Scalpel - a surgical rotation assistant
2025-02-01 - 5 minute read
Table of contents
I created a super fast surgical procedure summary tool using Vite and React. Give it a go: https://scalpel.srg.id.au
Background
This year, I started my clinical placements. As many medical students will know, the independence and lack of hand-holding is something that can take a moment to get used to.
One of the most significant challenges I faced this year occurred during my surgical rotation. In my hospital, students do not have access to the operating theatre schedules, and the only way to see which surgeries are scheduled is to visit the theatre and consult a paper list, which you can only do in the small gap after rounds but before the first surgeries. This means that I often only found out which surgery was taking place minutes before scrubbing in, leaving me wholly unprepared for any questions I might be asked.
Furthermore, the operating theatre list often has abbrevations or acronyms that are not always clear. For example, take the procedure ORIF distal rad +/- K-wire
. This refers to an open reduction and internal fixation of the distal radius (a bone in your forearm), with or without inserting a pin in the bone. To be as prepared as possible, I would need to look up:
- What is an ORIF?
- What is a K-wire?
- When do we decide whether to use a K-wire?
Ideally, I would also want to read up on all the anatomy involved in the procedure (any landmarks, major anatomical structures and any risks associated with the procedure). However, with only 15-20 minutes to spare before scrubbing in, I would usually have to skip this step. This left me at risk of one of the worst things that can happen to a medical student: getting caught not knowing the basics.

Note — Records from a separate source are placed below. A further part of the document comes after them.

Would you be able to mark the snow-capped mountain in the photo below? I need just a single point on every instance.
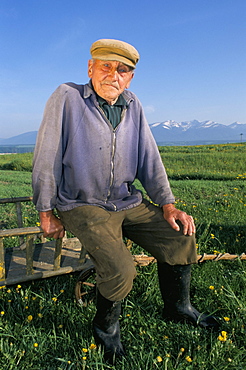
(172, 131)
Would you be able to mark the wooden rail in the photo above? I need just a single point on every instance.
(31, 260)
(44, 259)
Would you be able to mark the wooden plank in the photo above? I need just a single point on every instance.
(29, 255)
(2, 261)
(58, 251)
(20, 231)
(43, 260)
(15, 200)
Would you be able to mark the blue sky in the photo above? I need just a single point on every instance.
(192, 64)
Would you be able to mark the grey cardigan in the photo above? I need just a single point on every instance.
(80, 159)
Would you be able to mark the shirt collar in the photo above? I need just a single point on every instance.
(120, 101)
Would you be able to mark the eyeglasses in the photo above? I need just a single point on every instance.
(122, 69)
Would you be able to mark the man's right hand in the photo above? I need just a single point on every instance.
(51, 225)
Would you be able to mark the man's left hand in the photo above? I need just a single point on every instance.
(172, 214)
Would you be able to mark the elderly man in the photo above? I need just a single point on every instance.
(93, 143)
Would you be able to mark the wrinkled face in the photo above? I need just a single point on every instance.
(109, 78)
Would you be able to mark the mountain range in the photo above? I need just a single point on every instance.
(169, 132)
(199, 131)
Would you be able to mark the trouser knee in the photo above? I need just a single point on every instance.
(117, 287)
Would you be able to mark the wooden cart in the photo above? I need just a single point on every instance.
(32, 260)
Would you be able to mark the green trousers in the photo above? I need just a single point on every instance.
(101, 233)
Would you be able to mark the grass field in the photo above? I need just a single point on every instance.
(43, 328)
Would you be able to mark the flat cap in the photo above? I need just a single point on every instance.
(110, 49)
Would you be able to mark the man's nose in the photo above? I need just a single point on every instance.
(113, 73)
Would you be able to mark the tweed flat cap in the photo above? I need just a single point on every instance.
(110, 49)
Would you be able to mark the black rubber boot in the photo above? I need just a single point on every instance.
(175, 289)
(106, 328)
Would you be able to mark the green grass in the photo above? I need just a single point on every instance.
(215, 194)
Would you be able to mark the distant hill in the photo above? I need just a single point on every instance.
(168, 132)
(28, 138)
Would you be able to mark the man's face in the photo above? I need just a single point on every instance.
(109, 78)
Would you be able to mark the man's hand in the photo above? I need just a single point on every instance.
(171, 214)
(51, 225)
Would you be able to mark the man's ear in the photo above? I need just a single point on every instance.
(128, 84)
(90, 64)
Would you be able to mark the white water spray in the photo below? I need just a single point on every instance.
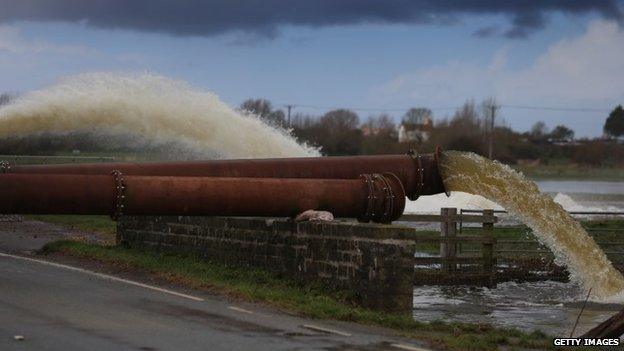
(152, 108)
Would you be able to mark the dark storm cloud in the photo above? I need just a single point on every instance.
(264, 17)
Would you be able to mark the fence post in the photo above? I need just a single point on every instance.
(448, 229)
(488, 244)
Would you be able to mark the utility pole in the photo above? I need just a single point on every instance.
(493, 108)
(289, 107)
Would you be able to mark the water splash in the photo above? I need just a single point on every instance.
(154, 109)
(566, 238)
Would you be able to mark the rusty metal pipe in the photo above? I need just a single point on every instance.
(377, 197)
(418, 173)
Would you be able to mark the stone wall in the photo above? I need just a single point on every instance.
(373, 263)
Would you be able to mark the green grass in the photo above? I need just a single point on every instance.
(311, 300)
(101, 225)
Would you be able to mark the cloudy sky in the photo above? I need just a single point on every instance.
(556, 61)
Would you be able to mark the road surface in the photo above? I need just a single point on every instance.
(58, 307)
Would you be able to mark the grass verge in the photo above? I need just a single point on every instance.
(310, 300)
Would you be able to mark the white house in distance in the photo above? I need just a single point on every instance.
(415, 126)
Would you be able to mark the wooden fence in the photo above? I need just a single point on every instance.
(468, 249)
(450, 266)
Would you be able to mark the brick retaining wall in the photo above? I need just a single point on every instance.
(374, 263)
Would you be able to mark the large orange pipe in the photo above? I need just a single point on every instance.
(418, 173)
(377, 197)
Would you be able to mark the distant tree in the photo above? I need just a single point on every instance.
(562, 132)
(341, 133)
(539, 130)
(263, 109)
(614, 125)
(379, 135)
(417, 115)
(466, 115)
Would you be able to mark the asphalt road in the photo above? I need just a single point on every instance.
(57, 307)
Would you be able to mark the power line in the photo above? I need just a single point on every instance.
(403, 109)
(564, 109)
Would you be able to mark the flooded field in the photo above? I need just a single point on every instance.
(551, 307)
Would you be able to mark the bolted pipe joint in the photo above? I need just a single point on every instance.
(385, 200)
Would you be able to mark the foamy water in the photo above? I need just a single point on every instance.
(552, 225)
(153, 109)
(462, 200)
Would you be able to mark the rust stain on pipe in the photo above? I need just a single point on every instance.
(376, 197)
(418, 173)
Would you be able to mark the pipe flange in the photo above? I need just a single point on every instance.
(385, 198)
(5, 167)
(420, 171)
(120, 194)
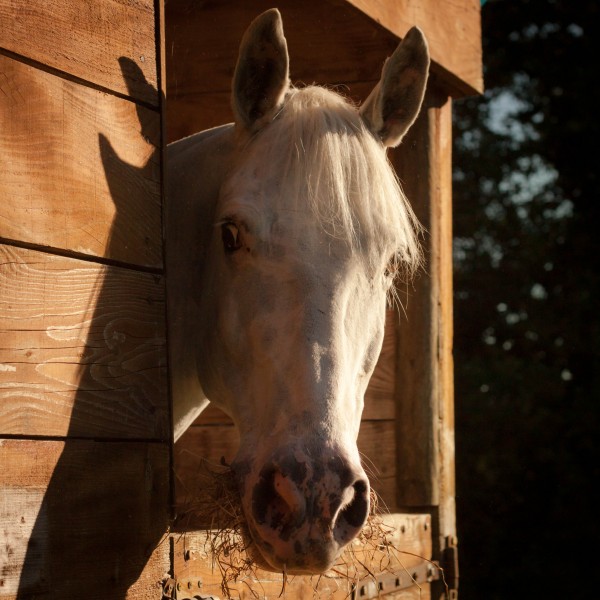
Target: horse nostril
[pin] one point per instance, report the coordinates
(277, 501)
(353, 516)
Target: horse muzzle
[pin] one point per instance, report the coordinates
(302, 507)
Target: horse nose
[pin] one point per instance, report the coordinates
(304, 518)
(277, 501)
(352, 513)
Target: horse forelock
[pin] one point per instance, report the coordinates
(319, 151)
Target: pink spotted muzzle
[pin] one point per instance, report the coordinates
(302, 507)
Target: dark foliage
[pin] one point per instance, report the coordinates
(527, 296)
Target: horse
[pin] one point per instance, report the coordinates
(284, 232)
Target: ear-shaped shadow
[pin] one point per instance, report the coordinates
(104, 511)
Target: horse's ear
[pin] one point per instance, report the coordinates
(394, 103)
(261, 77)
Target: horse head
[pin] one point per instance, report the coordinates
(307, 226)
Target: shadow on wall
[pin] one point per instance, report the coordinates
(104, 512)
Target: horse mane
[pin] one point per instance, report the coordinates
(339, 168)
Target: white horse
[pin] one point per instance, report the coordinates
(284, 231)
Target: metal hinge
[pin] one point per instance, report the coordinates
(388, 583)
(185, 589)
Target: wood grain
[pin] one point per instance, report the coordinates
(410, 535)
(82, 515)
(80, 168)
(82, 349)
(425, 424)
(86, 39)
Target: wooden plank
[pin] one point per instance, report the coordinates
(95, 41)
(83, 519)
(409, 543)
(425, 424)
(82, 349)
(453, 31)
(80, 168)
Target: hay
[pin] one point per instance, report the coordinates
(218, 509)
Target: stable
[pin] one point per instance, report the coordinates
(92, 488)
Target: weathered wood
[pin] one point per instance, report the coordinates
(82, 348)
(80, 168)
(410, 543)
(82, 518)
(87, 40)
(425, 424)
(453, 31)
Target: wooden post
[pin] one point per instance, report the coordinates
(424, 388)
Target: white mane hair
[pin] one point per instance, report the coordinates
(339, 167)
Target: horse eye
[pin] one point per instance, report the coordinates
(230, 234)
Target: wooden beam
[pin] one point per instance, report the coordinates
(425, 400)
(409, 545)
(83, 518)
(453, 30)
(86, 40)
(80, 168)
(83, 349)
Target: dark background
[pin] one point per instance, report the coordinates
(526, 256)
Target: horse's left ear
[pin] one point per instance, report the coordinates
(261, 77)
(394, 103)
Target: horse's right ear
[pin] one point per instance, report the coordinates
(396, 100)
(261, 77)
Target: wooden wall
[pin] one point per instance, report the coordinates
(84, 414)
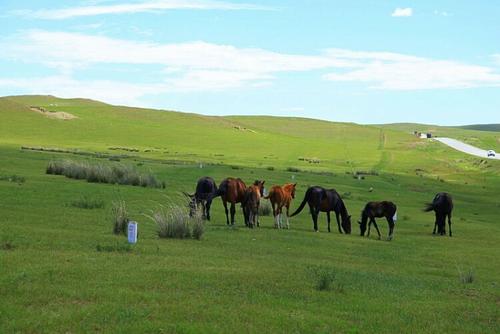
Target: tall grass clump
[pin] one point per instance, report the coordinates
(102, 173)
(87, 203)
(324, 278)
(13, 178)
(119, 217)
(265, 208)
(466, 277)
(175, 222)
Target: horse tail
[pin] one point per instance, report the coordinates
(222, 190)
(301, 206)
(429, 207)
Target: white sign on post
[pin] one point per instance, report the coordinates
(132, 232)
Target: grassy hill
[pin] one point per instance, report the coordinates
(64, 271)
(482, 127)
(485, 137)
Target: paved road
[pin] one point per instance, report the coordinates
(466, 148)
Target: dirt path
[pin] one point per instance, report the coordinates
(466, 148)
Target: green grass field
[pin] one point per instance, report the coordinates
(62, 269)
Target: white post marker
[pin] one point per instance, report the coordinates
(132, 232)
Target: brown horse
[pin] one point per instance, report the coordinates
(281, 196)
(251, 203)
(374, 210)
(325, 200)
(442, 205)
(231, 191)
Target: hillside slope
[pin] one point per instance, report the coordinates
(237, 140)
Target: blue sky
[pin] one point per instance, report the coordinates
(359, 61)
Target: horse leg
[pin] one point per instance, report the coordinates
(376, 227)
(226, 211)
(204, 210)
(287, 215)
(391, 227)
(275, 215)
(449, 222)
(443, 225)
(233, 211)
(315, 214)
(209, 204)
(338, 222)
(328, 220)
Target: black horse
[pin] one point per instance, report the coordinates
(205, 191)
(374, 210)
(326, 200)
(442, 205)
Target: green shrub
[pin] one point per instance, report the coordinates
(87, 203)
(101, 173)
(265, 208)
(293, 169)
(13, 178)
(324, 278)
(176, 223)
(118, 247)
(466, 277)
(119, 217)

Therefore, I decided to create a small web app that uses an LLM to provide medical students with all the information they could possibly need for their rotation in a timely manner. I named the result of this effort Scalpel because it cuts through the confusion. In this blog post, I'll go through the features, the reasoning behind them, and how I implemented them.
Key features
Fast, flexible procedure input
A key problem I identified was the lack of a standard naming system for procedures, at least in the OR schedules (which is the only source I had access to). Therefore, Scalpel accepts any procedure name, abbreviation or description. An LLM is used to suggest a long procedure name that matches the input, and that name is used for the rest of the generation process. The LLM also generates alternative names for the procedure, which are indexed and displayed alongside the main name. This allows users to quickly find pre-generated pages for procedures.

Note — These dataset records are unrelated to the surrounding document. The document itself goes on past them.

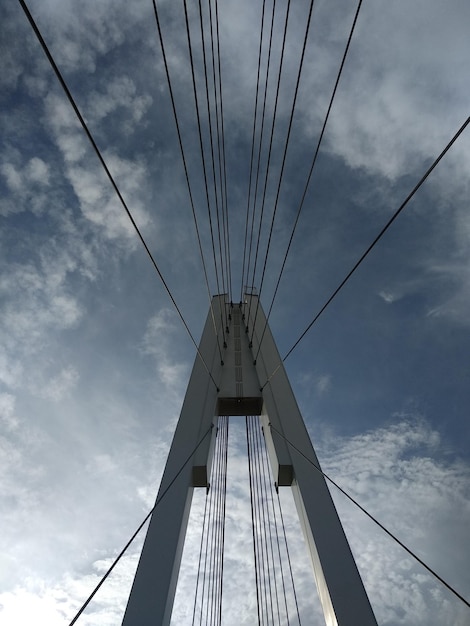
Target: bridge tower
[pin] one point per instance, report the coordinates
(235, 387)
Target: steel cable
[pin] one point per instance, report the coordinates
(109, 175)
(330, 105)
(371, 517)
(374, 242)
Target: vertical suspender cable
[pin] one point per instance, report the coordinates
(209, 118)
(269, 158)
(204, 169)
(307, 29)
(320, 139)
(253, 527)
(263, 116)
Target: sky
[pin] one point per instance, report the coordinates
(94, 360)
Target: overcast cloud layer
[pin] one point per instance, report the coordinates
(94, 360)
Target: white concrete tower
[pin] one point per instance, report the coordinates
(237, 391)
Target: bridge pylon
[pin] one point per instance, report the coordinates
(234, 334)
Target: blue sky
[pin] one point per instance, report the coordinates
(94, 361)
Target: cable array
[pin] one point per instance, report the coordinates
(307, 184)
(275, 590)
(207, 608)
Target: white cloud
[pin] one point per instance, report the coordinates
(394, 473)
(60, 385)
(157, 342)
(7, 411)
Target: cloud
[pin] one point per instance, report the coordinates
(157, 342)
(399, 476)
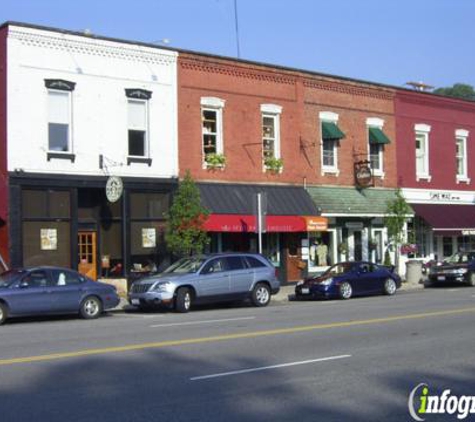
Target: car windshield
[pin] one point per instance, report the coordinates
(461, 257)
(8, 277)
(185, 265)
(339, 269)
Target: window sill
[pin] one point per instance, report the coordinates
(461, 179)
(61, 156)
(140, 160)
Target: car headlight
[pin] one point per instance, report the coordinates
(164, 286)
(327, 282)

The input and search system was designed to meet the use case: flexible procedure inputs.
However, for medical students that potentially do have access to exact procedure names, or a SNOMED CT code, Scalpel provides a search and autocomplete feature. Any SNOMED CT code is accepted as input, and textual inputs also search the SNOMED code database to find the corresponding procedure name. This system uses a ZincSearch search engine instance with a Cloudflare Worker in front of it for caching.
The search engine architecture is designed for redundancy and speed.
Because speed is critical for Scalpel, I performed stress testing on the search engine with vegeta
. The results are displayed below. 50% of requests are served in less than 40ms, and 99% in less than 147ms.

Stress testing shows a p99 latency of 147ms, and a p50 latency of 40ms.
Fast generation
It is critical that information is displayed as fast as possible. When dealing with LLMs, this not only means generating the data quickly, but finding ways to display generated tokens in the UI before the full procedure entry is complete. This allows students to immediately start learning about the procedure.
To optimise generation speed, I decided to use Meta AI's LLaMA 3.3 model with 70 billion parameters. This achieves a good mix between size (needed for accuracy) and speed (needed for responsiveness). The chosen inference provider is Cerebras, who serve this model at ~2100 tok/s, orders of magnitude faster than other providers.
To optimise display speed, I chose to parallelise the generation process. This involves splitting the generation task into smaller chunks and processing them concurrently. By doing so, the UI can display partial results as soon as they are available, rather than waiting for the entire procedure to be generated.
The result of this is that the first procedure descriptions are usually visible within 2 seconds, and the entire procedure is generated within 5 seconds.
Most responses are generated in 5 seconds, with visible text appearing within 2 seconds. Every generated section is displayed as soon as it is available, allowing the user to start learning about the procedure immediately.